Arcaneum RDR Postmortem
How to measure improvement in a process.
One of my early goals for the RDR process was to enable postmortems so I can measure the drift between the original prompt and the final stable code. This way I could attempt to improve the process by identifying issues that repeat across RDRs.
You can see the postmortem docs in the Arcaneum repo. But I asked Claude to summarize the results.
From Claude:
Key Findings
17 post-mortems. 208 drift instances. One meta-lesson.
The three biggest sources of plan-vs-reality drift were authoring-process problems, not domain-knowledge gaps — meaning they’re fixable by changing how plans are written.
Key Findings
Code samples in plans are waste. Over-specified code was the #1 drift category (35 instances, 17%). Every single RDR included full class implementations that were completely rewritten. YAML schemas and config formats were never implemented. Code for deferred features was never used. The fix: specify interfaces and behaviors (signatures, contracts, data flow) rather than implementation code.
30-minute spikes would have prevented the biggest surprises. Unvalidated assumptions and framework API errors accounted for 45 drift instances across 13 RDRs. Documentation-only research was consistently wrong in detail — method signatures, filter syntax, model coverage all differed from docs. Searching dependency source code (not just reading docs) would have caught the majority.
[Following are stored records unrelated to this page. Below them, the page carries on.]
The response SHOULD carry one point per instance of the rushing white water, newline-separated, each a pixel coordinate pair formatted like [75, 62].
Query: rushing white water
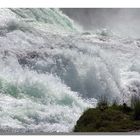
[50, 72]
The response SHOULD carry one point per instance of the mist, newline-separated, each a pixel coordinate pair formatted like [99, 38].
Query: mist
[124, 21]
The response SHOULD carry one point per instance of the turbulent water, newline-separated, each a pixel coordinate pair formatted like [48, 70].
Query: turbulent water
[50, 71]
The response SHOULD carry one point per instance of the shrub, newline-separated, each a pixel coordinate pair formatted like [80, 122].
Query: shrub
[135, 104]
[103, 102]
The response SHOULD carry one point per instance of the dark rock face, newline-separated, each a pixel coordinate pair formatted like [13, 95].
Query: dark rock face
[109, 120]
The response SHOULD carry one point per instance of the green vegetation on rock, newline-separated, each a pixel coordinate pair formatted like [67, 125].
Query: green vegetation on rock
[113, 118]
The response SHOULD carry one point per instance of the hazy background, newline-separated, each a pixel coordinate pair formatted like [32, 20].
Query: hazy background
[125, 21]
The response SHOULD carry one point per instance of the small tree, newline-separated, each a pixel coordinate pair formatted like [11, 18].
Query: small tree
[103, 102]
[135, 104]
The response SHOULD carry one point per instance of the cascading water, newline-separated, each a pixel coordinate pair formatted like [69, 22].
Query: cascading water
[50, 72]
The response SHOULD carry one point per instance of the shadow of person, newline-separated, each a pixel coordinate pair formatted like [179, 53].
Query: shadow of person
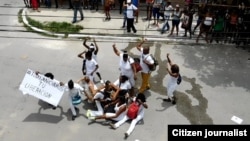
[164, 104]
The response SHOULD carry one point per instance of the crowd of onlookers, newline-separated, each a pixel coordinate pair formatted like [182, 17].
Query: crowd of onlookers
[217, 21]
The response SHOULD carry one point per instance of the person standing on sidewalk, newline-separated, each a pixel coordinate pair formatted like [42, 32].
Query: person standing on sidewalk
[156, 11]
[73, 91]
[145, 61]
[173, 71]
[127, 67]
[139, 100]
[167, 13]
[131, 11]
[149, 4]
[94, 49]
[77, 5]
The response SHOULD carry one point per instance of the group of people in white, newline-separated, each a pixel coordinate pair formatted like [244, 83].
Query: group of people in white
[116, 102]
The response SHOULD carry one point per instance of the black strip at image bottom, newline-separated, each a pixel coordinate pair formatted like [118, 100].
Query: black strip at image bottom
[208, 132]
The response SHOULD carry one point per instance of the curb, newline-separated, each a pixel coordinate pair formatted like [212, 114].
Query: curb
[109, 37]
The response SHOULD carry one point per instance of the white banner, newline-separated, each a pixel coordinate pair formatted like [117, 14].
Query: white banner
[42, 87]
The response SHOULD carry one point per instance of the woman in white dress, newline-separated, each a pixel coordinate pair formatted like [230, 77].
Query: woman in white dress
[173, 70]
GPU/memory management was the largest unplanned effort in the project. 8 of 17 RDRs required GPU acceleration or OOM recovery that wasn’t anticipated. One RDR described GPU integration as “low complexity: just add
device='mps'” — the implementation required OOM recovery, GPU poisoning detection, NaN/Inf validation, Metal timeout handling, and systematic garbage collection.“Day 2 operations” are not optional and not future work. List, delete, verify, backup, and info commands for every resource created were consistently deferred to “Future Enhancements” — then all were needed immediately. Day 2 ops represent 30-50% of the actual implementation effort for any feature that creates persistent resources.
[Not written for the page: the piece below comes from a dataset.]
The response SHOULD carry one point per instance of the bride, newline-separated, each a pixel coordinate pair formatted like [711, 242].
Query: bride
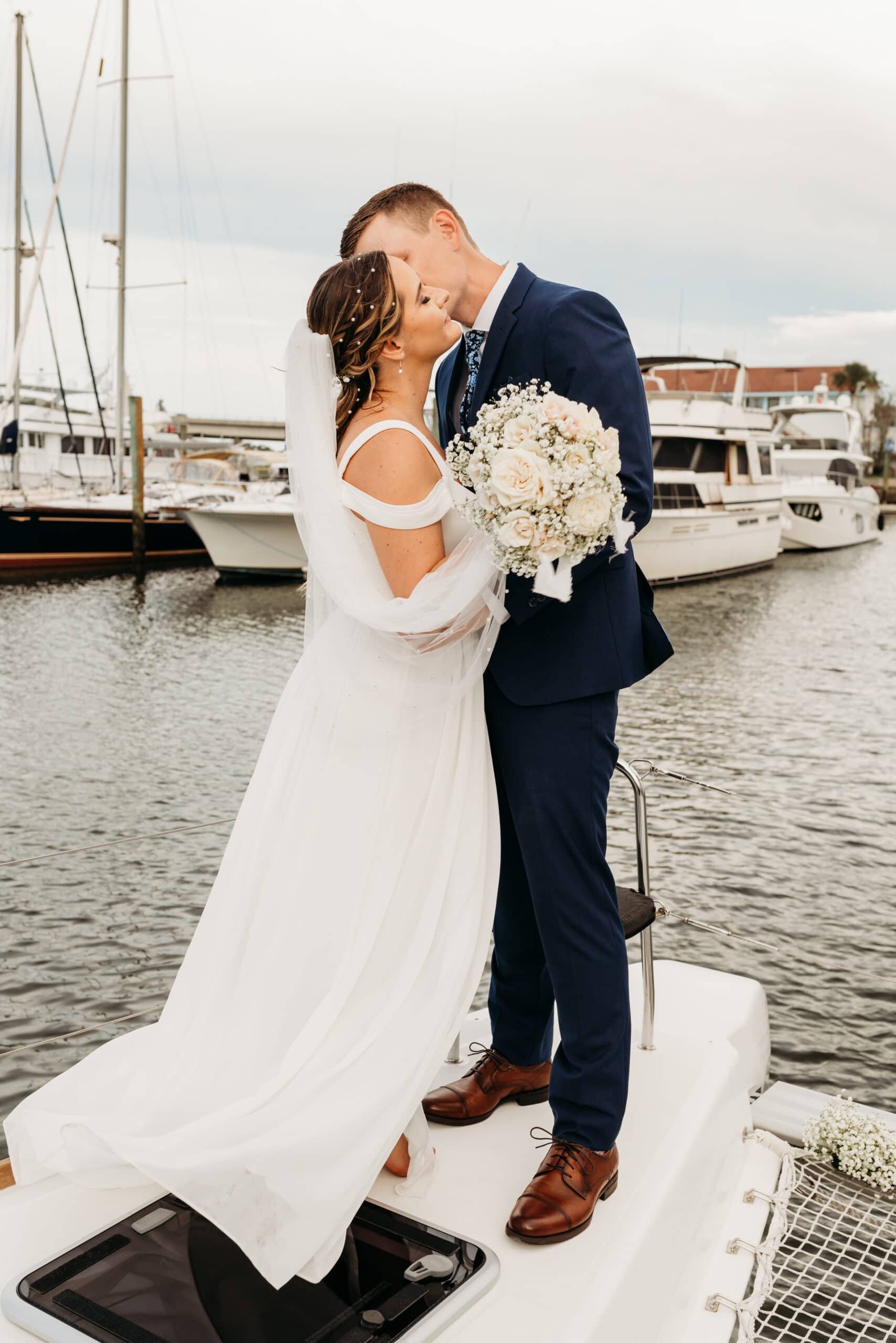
[346, 932]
Scope was systematically underestimated by 3-5x. CLI commands grew from 9 planned to 30+ built. A 50-line embedding wrapper became a 1,600-line GPU-aware system. A simple sync module became 140KB. The recurring cause: focusing on the happy path without counting error handling, Day 2 operations, and cross-cutting integrations.
Speculative performance targets were universally ignored. 13 of 17 RDRs included specific numeric targets (e.g., “100 PDFs/min”, “query latency < 50ms”). No benchmark infrastructure was created. No target was validated. They consumed authoring effort and created false precision.
CLI namespaces designed in isolation conflict with each other. 8 RDRs made independent naming decisions that required renames (
fulltext→indexes,find→search semantic,inject→store), breaking backwards compatibility.Existing infrastructure was routinely duplicated. Multiple RDRs designed new components when equivalent modules already existed in the codebase. A 5-minute audit of existing code would have prevented redundant designs.
The Meta-Lesson
Specify interfaces and behaviors, not implementations. Verify APIs against source code, not documentation. Plan for the full scope — Day 2 ops, error handling, and cross-cutting concerns — not just the happy path.
— Summarized from the Arcaneum RDR post-mortem synthesis, Claude Code conversation
With this feedback, and postmortems from other projects, I updated my templates in the RDR repo.
Possibly over time I can come up with some sort of index that represents the drift and see if it decreases.
I also would be interested in determining if there are multiple types of RDRs that might require different templates. For example RDRs that specify subsystems that support actual application features (like build tools), where application features would be defined in a different template. Currently I’m using my one-size-fits-all template.